De volken beledigen de Heer
20 Maar toen de Israëlieten bij die andere volken kwamen, werd ik daar bespot. Dat kwam door de Israëlieten. Ik werd beledigd, terwijl ik een heilige God ben. Want die volken zeiden: ‘Dus dit is het volk van de Heer! Had hij er dan niet voor kunnen zorgen dat ze veilig in zijn land konden blijven?’
21 Overal waar de Israëlieten kwamen, werd ik bespot, en dat kwam door hen. Dat deed me veel verdriet.
God laat zijn volk teruggaan
22 Zeg daarom tegen de Israëlieten: ‘Dit zegt God, de Heer: Overal waar jullie kwamen, werd ik bespot, en dat was jullie schuld. Ik werd beledigd, terwijl ik een heilige God ben.
Maar nu ga ik daar iets aan doen! Dat doe ik niet voor jullie. Nee, ik doe het om iedereen te laten zien dat ik heilig ben. 23-24 Ik zal zorgen dat de volken weer eerbied voor mij krijgen. Ik zal ze laten zien dat ik een heilige God ben. Want ik ga jullie weghalen uit de landen waar jullie terechtgekomen zijn. Ik zal jullie bij elkaar brengen, en weer terug laten gaan naar je eigen land. Dan zullen de volken begrijpen dat ik de Heer ben.
De Heer zal zijn volk rein maken
25 Als jullie in je eigen land terug zijn, zal ik jullie weer rein maken. Ik zal zuiver water op jullie druppelen. En ik zal alles wat onrein is, bij jullie weghalen. Dan zullen jullie geen afgoden meer vereren.

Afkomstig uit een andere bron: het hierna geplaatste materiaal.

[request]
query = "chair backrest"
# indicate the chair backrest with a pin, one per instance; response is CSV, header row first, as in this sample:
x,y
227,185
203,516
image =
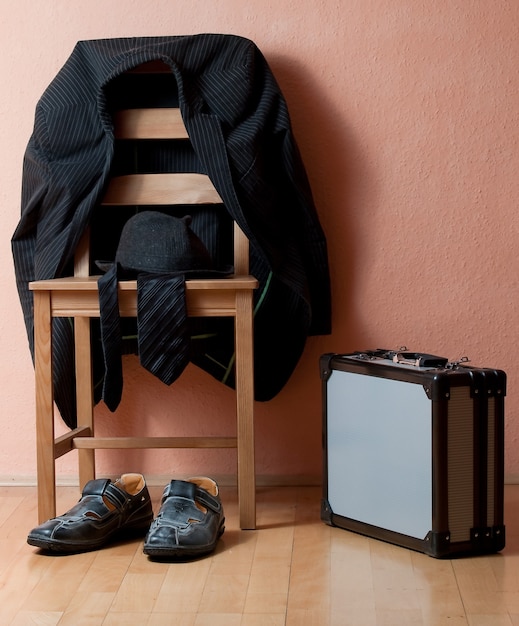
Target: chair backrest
x,y
159,189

26 Ik zal ervoor zorgen dat jullie mij weer dienen en liefhebben. Jullie zullen niet langer ongehoorzaam zijn aan mij, maar weer doen wat ik wil. 27 Mijn geest zal in jullie zijn, en jullie zullen je houden aan mijn wetten en regels.
28 Jullie zullen weer in het land wonen dat ik aan jullie voorouders gegeven heb. Dan zullen jullie mijn volk zijn, en ik zal jullie God zijn.

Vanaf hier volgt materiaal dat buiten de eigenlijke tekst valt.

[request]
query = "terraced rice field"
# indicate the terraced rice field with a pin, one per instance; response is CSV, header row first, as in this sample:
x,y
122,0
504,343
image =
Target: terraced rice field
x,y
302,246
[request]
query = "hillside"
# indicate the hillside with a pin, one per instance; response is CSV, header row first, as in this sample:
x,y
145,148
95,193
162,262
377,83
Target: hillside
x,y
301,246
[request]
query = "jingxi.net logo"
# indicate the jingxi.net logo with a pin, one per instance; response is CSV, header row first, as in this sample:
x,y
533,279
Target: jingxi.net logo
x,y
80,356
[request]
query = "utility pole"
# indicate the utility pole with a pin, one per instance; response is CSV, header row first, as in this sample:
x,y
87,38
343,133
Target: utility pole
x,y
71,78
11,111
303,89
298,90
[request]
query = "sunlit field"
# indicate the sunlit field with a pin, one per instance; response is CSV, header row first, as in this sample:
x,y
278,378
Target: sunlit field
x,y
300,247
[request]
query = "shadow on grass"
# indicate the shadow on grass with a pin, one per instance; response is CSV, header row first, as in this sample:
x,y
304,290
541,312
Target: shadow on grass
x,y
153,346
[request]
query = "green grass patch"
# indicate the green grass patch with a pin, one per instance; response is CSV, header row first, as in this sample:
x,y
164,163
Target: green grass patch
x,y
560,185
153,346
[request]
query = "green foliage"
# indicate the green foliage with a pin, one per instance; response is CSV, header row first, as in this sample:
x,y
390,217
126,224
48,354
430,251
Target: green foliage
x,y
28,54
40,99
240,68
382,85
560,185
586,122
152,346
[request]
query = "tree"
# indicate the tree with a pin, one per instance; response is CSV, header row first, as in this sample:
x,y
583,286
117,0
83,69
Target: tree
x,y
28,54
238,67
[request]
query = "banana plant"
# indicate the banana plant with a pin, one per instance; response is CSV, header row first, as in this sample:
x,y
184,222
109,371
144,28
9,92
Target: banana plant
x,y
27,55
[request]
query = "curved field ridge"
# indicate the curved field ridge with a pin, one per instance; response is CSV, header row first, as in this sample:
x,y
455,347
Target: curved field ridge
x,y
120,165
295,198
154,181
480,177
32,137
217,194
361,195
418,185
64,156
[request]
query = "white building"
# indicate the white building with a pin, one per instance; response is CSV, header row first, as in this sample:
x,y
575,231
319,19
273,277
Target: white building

De Heer zal zijn volk helpen
29 Ik zal alles wat onrein is, bij jullie weghalen. En ik zal zorgen dat er heel veel koren groeit op het land. Niemand hoeft dan meer honger te lijden. 30 Er zullen veel vruchten groeien aan de bomen, en de oogst van de akkers zal groot zijn. Dan zullen jullie geen honger meer hebben, en niet meer door andere volken bespot worden.
Het volk zal spijt krijgen
31 Als dat gebeurt, zullen jullie terugdenken aan je slechte gedrag. Jullie zullen denken aan alle verkeerde dingen die jullie gedaan hebben. En jullie zullen jezelf haten om al die vreselijke misdaden.
32 Luister, Israëlieten! Ik help jullie wel, maar dat doe ik niet voor jullie zelf. Onthoud dat goed! En schaam je diep voor jullie slechte gedrag!
Het land zal weer bewoond worden
33 Als ik jullie rein gemaakt heb en jullie schuld heb weggenomen, zullen de verwoeste steden weer opgebouwd worden. Dan kunnen er weer mensen wonen. 34 Er zal weer gewerkt worden op de akkers. Mensen die door het land reizen, zien niet langer een verlaten en verwaarloosd gebied. 35 Ze zullen zeggen: ‘Eerst was dat land verwaarloosd, maar nu is het een prachtige plek geworden. Het is er net zo mooi als in de tuin van Eden! De steden van dat land waren ooit verlaten en helemaal verwoest. Maar nu zijn het weer sterke steden, waar mensen wonen.’
36 Dan zullen de volken om jullie heen begrijpen dat ik de Heer ben. Ik zal ervoor zorgen dat de verwoeste steden weer opgebouwd worden. En ik zorg ervoor dat er weer gezaaid wordt op de verwaarloosde akkers.
Dat is mijn besluit. En wat ik besloten heb, dat zal ik ook doen.’
De Heer zal zijn volk groot maken
37 Dit zegt God, de Heer: Ik zal de Israëlieten geven waar ze naar verlangen: Ik laat hun volk steeds groter worden, net zoals een kudde schapen steeds groter wordt. 38 De steden die nu nog verwoest zijn, zullen eens vol zijn met mensen. Net zoals Jeruzalem op feestdagen vol is met schapen voor offers.